Saya geleng kepala heran. “Temen dari mana sih dia itu? Celamitan banget.”
“Bahkan sampe temenan sama siapa, kamu harus urus juga?” decihnya sarkas.
“Ya bukan gitu maksud saya, tapi seenggaknya kamu kalo cari temen tuh yang baik.” “Dia baik banget. Kalau nggak ada dia, mungkin kamu gak akan liat aku sekarang.”
“Maksud kamu ngomong gitu apa ya?” “Kalo ga ada Chanting, bisa-bisa kamu ketemu aku di kuburan.”
Rahang saya mengeras seketika. Sengaja saya hentikan mobil di pinggir jalan untuk mengajaknya bicara empat mata.
“Sengaja ngomong kayak gitu?” sengit saya. “Apa sih—”
“JAWAB!” Untuk kali ini, saya benar-benar lepas kendali.
Nada saya meninggi dengan sendirinya, dan begitu intonasi saya naik, Mentari langsung menangis gemetar. I could loss her again, but this time...She's just too much.
“Aku cuma gak mau kamu ngatur sampe sebegininya, Jordy. Aku temenan sama siapa aja, harus kamu bilang kayak gitu? Dan emang bener.. setelah pisah dari kamu dan aku di ruqyah, cuma Chanting sama Renjana yang dampingin aku. Chanting bahkan sampe libur jaga warung tantenya buat nemenin aku ruqyah. Kalo ga ada dia, aku gak bakal sanggup lagi. Sakit, capek, jadi satu. Terus kamu...”
”...Kamu bisa-bisanya bilang dia nggak baik? Apa karena temen-temenku ga sekelas sama circle kamu? Aku harus nyesuaiin diri kayak gimana lagi?!” isaknya tersedu-sedu.
Racauannya membuat saya kembali terperosok dalam lubang kesalahan. Maksud saya menegurnya, karena kesal dengan jawaban yang ia lontarkan, dan sama sekali bukan mau menghina Chanting, sahabatnya.
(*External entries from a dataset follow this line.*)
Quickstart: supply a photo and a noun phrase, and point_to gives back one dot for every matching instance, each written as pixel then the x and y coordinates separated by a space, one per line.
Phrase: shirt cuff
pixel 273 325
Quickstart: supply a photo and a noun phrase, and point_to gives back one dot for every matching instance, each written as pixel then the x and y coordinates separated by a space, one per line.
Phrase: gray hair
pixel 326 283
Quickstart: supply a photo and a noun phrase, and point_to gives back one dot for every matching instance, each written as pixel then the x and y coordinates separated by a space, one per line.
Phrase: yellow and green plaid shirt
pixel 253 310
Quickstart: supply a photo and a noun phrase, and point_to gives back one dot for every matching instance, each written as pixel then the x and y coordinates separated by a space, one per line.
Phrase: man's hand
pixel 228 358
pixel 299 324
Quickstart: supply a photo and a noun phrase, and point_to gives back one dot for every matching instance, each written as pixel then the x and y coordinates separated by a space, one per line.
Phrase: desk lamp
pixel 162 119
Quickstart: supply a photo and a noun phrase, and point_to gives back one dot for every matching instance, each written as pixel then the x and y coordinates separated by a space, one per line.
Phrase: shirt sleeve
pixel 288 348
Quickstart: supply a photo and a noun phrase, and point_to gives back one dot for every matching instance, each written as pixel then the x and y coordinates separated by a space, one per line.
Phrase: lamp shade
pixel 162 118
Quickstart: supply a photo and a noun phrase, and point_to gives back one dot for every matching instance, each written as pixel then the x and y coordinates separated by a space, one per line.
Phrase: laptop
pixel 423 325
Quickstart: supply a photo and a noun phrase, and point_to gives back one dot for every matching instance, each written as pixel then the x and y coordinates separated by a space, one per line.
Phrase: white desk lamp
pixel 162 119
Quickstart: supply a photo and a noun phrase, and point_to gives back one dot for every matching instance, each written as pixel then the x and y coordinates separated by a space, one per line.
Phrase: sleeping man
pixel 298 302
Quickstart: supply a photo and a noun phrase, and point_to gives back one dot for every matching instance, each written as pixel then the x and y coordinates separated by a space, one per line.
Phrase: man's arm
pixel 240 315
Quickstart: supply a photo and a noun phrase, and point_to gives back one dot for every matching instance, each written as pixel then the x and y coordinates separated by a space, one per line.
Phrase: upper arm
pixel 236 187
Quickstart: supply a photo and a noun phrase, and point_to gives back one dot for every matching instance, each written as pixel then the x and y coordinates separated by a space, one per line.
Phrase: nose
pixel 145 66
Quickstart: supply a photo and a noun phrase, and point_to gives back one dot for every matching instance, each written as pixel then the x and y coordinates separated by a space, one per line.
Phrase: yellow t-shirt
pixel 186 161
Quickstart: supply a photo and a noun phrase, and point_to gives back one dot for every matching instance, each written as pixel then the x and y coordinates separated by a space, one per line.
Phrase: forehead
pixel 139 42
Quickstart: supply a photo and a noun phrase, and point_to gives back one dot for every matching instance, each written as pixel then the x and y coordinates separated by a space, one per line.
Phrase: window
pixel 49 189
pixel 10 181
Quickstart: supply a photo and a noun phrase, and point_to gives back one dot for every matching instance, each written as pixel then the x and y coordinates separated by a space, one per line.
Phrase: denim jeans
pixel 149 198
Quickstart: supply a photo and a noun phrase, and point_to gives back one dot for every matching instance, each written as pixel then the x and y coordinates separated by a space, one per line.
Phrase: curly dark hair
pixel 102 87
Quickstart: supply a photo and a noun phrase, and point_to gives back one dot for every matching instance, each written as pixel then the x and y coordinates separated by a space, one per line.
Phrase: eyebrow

“Ri, I'm sorry, okay? I'm really sorry. I'm sorry, Sayang. Maaf...” Saya melepas seatbelt dan mencoba untuk memeluknya, namun ia mendorong tubuh saya sekuat tenaganya.
“Ri...saya cuma gak mau kamu ngomong kayak tadi. Saya gak suka jawaban kamu. Kamu kan tau saya juga ada trauma sama kehilangan, you should know that.”
Ia tak memberi jawaban apapun, dan hanya terus mengusap air mata yang berjatuhan. Sementara saya cuma bisa merutuki kebodohan yang lagi-lagi saya lakukan di hari ulang tahunnya.